Children’s Minister Katherine Zappone speaks to journalists on the plinth in Leinster House. Photo: Damien Eagers
Children’s Minister Katherine Zappone speaks to journalists on the plinth in Leinster House. Photo: Damien Eagers

The first-time Independent TD got a lesson in playing in the big leagues. There was an error last week when she left unanswered questions in her statement – sent while she was in the United States - on the Tusla file. She found herself isolated by Fine Gael ministers but she pulled things back somewhat when she revealed upon her return that she had told the Taoiseach about the bogus file before last Tuesday’s Cabinet meeting. She will have learned from the experience.

Micheál Martin, leader of Fianna Fail 

The view that the Fianna Fáil leader is pulling the strings of the minority government has been bolstered. There was no better demonstration of this than the Taosieach’s brief remarks that he’d be meeting Mr Martin to discuss the whistleblower issue – as he tried to brush by reporters on Monday evening. Mr Martin is increasingly looking like the next Taoiseach.

Jim O’Callaghan, justice spokesman Fianna Fail

Jim O'Callaghan says he met with Frances Fitzgerald on Wednesday
Jim O'Callaghan says he met with Frances Fitzgerald on Wednesday

The Fianna Fáil justice spokesman, as a Dáil newcomer, has gained valuable public profile. Managed to stand his ground well, without degenerating into unpleasantness, in a direct face-off with the Justice Minister about totally different versions of an important  conversation between the pair.
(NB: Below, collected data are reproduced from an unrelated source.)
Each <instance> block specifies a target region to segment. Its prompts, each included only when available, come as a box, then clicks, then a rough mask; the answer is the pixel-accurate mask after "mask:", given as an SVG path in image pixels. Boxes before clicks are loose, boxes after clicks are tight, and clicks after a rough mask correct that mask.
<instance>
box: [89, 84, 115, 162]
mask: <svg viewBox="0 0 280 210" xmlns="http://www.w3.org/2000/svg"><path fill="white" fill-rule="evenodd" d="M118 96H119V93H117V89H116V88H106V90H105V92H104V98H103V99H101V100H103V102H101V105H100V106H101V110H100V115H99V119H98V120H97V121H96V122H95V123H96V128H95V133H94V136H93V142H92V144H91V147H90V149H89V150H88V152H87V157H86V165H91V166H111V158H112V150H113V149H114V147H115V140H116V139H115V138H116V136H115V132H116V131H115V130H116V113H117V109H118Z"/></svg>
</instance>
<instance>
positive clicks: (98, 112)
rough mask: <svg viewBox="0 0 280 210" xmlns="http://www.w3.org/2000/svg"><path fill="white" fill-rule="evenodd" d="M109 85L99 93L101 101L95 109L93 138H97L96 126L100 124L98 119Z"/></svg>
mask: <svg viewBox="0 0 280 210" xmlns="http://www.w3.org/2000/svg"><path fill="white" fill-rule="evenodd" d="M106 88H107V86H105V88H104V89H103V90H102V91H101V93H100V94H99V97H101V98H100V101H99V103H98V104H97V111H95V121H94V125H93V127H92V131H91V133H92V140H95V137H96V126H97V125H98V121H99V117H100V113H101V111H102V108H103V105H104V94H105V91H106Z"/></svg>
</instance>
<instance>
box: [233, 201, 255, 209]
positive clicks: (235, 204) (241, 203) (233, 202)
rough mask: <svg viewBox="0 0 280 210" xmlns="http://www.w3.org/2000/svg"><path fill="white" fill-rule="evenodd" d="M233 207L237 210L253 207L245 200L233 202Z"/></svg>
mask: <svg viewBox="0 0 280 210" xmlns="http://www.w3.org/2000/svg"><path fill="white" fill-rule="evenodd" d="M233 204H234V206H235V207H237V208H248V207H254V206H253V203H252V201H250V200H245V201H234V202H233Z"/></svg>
He gains from the experience.

Sgt Maurice McCabe, Garda whistleblower

Emerges with complete vindication and with major public sympathy following shamefully false allegations against him. Furthermore, he has gone from being a political pariah to being a major political force. The worst of his nightmare is now over and he can look forward to reparations for the damage done him and his family.

Nóirín O'Sullivan, Garda Commissioner

Remains under extreme pressure as she resists persistent calls from the opposition benches that she stand aside without prejudice until all allegations are investigated. Fianna Fáil support for her continuance in office was crucial. Now that seems less certain.

Superintendent Dave Taylor, Garda whistleblower

The beginning of the end of a 21-month ordeal for the former head of the garda press office. His suspension on reduced pay has ended and he has been reinstated after being cleared of allegations of leaking sensitive information to the media. But he still faces a test as he must tell his version of the smear campaign against Sgt McCabe.

Superintendent Dave Taylor gets ready at his home to go back to work at Dublin Castle.
Superintendent Dave Taylor gets ready at his home to go back to work at Dublin Castle.